Pharmacies Fought Controls Industry at the Focus of Meningitis Outbreak Beat Back More Federal Oversight


In 1996, David Kessler, then the commissioner of the Food and Drug Administration, warned Congress that tiny drug-compounding pharmacies would spawn a "shadow industry" of unapproved drugs that "could result in serious adverse effects, including death."
Today, Dr. Kessler, who worked for Republican and Democratic administrations, seems eerily prophetic. A painkilling steroid from the New England Compounding Center has exposed as many as 14,000 patients to fungal meningitis, sickened 203 people and killed 15 people. The center has shut down, and health officials warn that the number of cases is expected to rise.

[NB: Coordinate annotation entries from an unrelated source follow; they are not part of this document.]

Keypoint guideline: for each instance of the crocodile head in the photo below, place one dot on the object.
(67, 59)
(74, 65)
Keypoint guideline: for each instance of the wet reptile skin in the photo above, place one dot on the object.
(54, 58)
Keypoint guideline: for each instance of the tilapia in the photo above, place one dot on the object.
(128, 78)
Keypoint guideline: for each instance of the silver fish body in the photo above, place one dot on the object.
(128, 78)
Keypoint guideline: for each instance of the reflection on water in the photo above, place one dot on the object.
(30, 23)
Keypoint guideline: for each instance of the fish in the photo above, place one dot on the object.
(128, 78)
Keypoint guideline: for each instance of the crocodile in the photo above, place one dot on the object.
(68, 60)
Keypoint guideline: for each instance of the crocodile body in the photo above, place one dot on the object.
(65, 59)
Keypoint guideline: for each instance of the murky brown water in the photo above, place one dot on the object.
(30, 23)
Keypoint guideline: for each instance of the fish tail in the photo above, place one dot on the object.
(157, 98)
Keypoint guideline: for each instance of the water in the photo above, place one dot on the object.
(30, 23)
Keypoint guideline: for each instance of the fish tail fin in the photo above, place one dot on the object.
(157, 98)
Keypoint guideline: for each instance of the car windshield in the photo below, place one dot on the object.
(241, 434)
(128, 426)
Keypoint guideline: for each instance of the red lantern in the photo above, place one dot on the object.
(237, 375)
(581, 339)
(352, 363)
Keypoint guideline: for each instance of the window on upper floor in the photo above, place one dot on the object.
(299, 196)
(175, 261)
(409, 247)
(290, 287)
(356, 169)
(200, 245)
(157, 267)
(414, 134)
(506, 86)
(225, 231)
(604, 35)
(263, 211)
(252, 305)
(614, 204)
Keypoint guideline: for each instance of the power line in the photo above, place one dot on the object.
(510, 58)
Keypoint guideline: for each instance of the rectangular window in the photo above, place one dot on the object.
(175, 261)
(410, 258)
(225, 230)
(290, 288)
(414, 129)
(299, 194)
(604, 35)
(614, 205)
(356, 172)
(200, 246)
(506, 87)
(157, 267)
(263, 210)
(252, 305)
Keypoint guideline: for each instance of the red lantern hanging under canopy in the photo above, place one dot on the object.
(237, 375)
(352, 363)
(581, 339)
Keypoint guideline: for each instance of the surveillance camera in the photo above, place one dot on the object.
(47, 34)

How these firms escaped closer regulation shows how little happens in Washington absent an emergency. Top lawmakers and federal officials tried for years to increase regulation. A countereffort by the industry and a series of court decisions helped beat that back. Federal agencies debated about who should crack down on the industry. Lawmakers eventually abandoned their push after deciding the issue wasn't important enough.
From 2001 to this year, the International Academy of Compounding Pharmacists spent about $1.1 million on lobbying, according to disclosure reports filed with Congress. In a newsletter to members, the academy described how it defeated a 2007 bipartisan draft bill that would have given the FDA more authority to regulate compounding pharmacies after hundreds of its pharmacists canvassed Capitol Hill urging lawmakers to abandon the proposed legislation.
It isn't known whether tighter regulations would have stopped the outbreak tied to the New England Compounding Center. Lawmakers in that 2007 bill proposed restricting distribution of compounded drugs across state lines, which could have prevented the steroid injections from reaching clinics in 23 states. They also proposed giving the FDA more power to inspect facilities.